Solche Aufforderungen nerven. Aber sie öffnen uns auch die Augen für etwas, das eigentlich auf der Hand liegt, das wir aber gerade nicht sehen oder erkennen. Die Bibel ist voll von solchen Formulierungen. Siehe, es war sehr gut! Siehe, ich verkündige euch große Freude! Seht, welch eine Liebe hat uns der Vater erwiesen!

Kurz nach dem Höhepunkt des Weihnachtsfestes bekommt diese Aufforderung einen besonderen Bezug zu Weihnachten. Den hat sie nicht von vornherein. 

Im Mittelpunkt des Festes steht nicht die Idee, dass wir alle Gottes Kinder sind. Im Mittelpunkt steht das eine Kind, das Kind in der Krippe, in dem Gott Mensch wird. „Kein anderes Kind wird Gott haben auf diese eine Weise.“ Das Besingen die Weihnachtslieder immer und immer wieder. Und es ist gut so, dass wir uns am Heiligabend von diesem Geschehen im Stall ganz gefangen nehmen lassen. Es ist nicht einfach ein Zeichen von Regression, von Rückzug ins Kindliche, wenn Menschen sich von dem Kind im Stall von Bethlehem in ihren Bann ziehen lassen. Wir dürfen uns der Einzigartigkeit dieses Geschehens und der Welt verändernden Bedeutung bewusst sein und in jedem Jahr wieder bewusst werden. 

„Kein anderes Kind wird Gott haben auf diese eine Weise.“ Die Gefühle, die daraus entstehen können, hat Paul Gerhardt in unübertroffener Weise in Worte gefasst. „Ich sehe dich mit Freuden an/ und kann mich nicht satt sehen;/ und weil ich nun nichts weiter kann,/ bleib ich anbetend stehen.“ Ich erinnere mich an eine Inszenierung dieses Verses in einem Weihnachtsgottesdienst hier in der Klosterkirche vor vielen Jahren. Der Organist begleitete das Lied. Wir sangen: „Ich sehe dich mit Freuden an/ und kann mich nicht satt sehen;/ und weil ich nun nichts weiter kann,/ bleib ich anbetend stehen.“ Und dann geschah es. Wer da einfach schnell weiter wollte, der konnte nicht. Der Takt des Liedes wurde zum Symbol für den Takt des Alltags. Wer da im Takt des Alltags, vielleicht auch im Takt der üblichen Weihnachtsbegehung bleiben wollte, schon an Kartoffelsalat oder Bescherung dachte oder sich einfach der schönen Melodie hingab, der wurde unterbrochen.
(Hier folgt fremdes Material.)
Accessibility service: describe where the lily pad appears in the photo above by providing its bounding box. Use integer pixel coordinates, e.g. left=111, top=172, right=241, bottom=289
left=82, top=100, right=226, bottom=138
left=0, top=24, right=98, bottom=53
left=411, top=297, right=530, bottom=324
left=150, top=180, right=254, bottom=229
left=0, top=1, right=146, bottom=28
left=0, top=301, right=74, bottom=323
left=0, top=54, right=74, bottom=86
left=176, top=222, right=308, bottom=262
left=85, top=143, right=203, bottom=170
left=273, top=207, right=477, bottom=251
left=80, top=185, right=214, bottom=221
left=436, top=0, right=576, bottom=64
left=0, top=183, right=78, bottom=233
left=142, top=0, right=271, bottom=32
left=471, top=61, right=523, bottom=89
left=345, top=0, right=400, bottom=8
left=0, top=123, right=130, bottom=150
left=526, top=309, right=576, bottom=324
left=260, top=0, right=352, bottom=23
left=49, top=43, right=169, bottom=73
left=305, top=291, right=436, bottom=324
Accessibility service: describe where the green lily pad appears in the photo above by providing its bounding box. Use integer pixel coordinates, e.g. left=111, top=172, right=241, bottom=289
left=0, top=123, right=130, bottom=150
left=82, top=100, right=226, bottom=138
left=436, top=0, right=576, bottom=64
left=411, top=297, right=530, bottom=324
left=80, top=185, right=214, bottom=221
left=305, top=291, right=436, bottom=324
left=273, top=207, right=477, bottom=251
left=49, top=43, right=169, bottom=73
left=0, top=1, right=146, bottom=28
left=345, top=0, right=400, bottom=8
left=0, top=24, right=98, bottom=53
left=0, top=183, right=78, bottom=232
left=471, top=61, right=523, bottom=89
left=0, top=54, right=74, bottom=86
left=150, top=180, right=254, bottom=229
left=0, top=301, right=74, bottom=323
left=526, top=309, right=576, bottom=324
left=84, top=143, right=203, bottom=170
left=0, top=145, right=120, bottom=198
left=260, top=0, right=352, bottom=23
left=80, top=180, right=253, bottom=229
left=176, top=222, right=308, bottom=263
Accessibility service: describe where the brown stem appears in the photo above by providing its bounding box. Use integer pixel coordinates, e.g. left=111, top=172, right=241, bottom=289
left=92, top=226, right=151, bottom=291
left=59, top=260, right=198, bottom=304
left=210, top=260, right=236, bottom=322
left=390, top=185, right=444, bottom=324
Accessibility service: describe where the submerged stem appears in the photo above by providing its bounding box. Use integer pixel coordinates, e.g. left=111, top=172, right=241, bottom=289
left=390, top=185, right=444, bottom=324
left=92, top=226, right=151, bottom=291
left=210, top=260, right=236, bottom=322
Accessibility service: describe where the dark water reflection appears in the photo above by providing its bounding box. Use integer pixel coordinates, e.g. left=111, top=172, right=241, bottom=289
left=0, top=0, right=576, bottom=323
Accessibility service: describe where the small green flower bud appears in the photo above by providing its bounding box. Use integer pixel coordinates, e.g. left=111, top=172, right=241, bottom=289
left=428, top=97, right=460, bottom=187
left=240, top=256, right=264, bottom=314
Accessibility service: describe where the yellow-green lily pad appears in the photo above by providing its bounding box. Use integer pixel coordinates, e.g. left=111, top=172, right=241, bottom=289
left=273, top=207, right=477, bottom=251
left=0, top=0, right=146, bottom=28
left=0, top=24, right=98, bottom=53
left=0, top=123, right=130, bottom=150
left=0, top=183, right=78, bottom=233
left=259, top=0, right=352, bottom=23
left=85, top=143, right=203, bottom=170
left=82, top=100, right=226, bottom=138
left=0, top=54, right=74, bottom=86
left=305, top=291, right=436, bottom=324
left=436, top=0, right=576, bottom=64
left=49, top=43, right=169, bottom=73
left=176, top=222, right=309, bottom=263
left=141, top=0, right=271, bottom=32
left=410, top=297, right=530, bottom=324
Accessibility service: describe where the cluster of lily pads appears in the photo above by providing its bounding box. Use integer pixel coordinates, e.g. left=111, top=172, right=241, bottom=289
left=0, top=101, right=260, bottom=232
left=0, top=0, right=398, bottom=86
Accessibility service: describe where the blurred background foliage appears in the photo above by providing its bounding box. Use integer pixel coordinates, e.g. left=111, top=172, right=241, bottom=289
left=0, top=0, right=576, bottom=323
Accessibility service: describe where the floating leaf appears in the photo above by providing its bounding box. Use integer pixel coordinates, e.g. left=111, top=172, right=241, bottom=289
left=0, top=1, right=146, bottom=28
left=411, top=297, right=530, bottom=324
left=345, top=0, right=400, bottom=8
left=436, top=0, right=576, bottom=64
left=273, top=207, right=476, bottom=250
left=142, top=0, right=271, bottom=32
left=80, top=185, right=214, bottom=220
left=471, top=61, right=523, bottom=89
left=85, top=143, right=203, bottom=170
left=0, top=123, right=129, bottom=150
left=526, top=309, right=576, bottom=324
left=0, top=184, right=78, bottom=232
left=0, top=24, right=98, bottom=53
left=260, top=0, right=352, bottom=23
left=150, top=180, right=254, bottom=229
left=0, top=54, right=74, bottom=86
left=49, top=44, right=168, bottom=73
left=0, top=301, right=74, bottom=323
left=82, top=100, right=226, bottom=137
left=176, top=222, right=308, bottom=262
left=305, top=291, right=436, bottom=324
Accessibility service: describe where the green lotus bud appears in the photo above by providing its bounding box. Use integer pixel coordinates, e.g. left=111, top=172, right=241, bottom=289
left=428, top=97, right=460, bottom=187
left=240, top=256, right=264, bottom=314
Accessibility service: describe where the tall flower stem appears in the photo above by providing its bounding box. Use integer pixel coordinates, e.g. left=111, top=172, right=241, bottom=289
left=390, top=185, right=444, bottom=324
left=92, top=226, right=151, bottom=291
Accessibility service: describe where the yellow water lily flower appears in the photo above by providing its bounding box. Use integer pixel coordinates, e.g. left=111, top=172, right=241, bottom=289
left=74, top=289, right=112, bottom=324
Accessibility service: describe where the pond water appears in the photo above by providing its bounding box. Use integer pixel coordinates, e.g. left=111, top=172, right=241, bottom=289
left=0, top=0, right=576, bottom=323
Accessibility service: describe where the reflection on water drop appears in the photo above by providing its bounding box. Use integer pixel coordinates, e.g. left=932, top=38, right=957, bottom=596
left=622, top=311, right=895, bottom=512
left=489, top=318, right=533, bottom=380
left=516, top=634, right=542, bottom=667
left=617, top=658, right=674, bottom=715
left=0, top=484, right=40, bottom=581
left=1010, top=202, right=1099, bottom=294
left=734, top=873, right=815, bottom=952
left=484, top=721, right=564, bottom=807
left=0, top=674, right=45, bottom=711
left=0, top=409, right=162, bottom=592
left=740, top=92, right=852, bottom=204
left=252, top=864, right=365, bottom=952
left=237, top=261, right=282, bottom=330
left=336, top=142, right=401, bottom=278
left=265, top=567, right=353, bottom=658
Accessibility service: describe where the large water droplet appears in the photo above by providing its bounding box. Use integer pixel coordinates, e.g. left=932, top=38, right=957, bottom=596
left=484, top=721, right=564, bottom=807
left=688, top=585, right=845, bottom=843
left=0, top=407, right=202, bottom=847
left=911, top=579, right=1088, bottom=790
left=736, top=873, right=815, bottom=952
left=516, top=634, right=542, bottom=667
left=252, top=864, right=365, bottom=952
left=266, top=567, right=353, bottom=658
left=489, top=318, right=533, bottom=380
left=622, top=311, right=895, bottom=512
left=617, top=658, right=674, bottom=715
Stehen bleiben war angesagt. Bei dem Kind an der Krippe verweilen, es ansehen, es bewundern. Ein „e“, eigentlich eine Viertelnote, unerwartet gedehnt, wurde zur Weihnachtspredigt. Eine Dehnung, die so nicht im Notenbild stand. Ein paar Sekunden nur, aber gemessen an der Erwartung des Weitersingens eine kleine Ewigkeit. Eine Unterbrechung der gewohnten Abläufe. So – wie das am Heiligabend sein muss. Diese Dehnung – das ist Heiligabend.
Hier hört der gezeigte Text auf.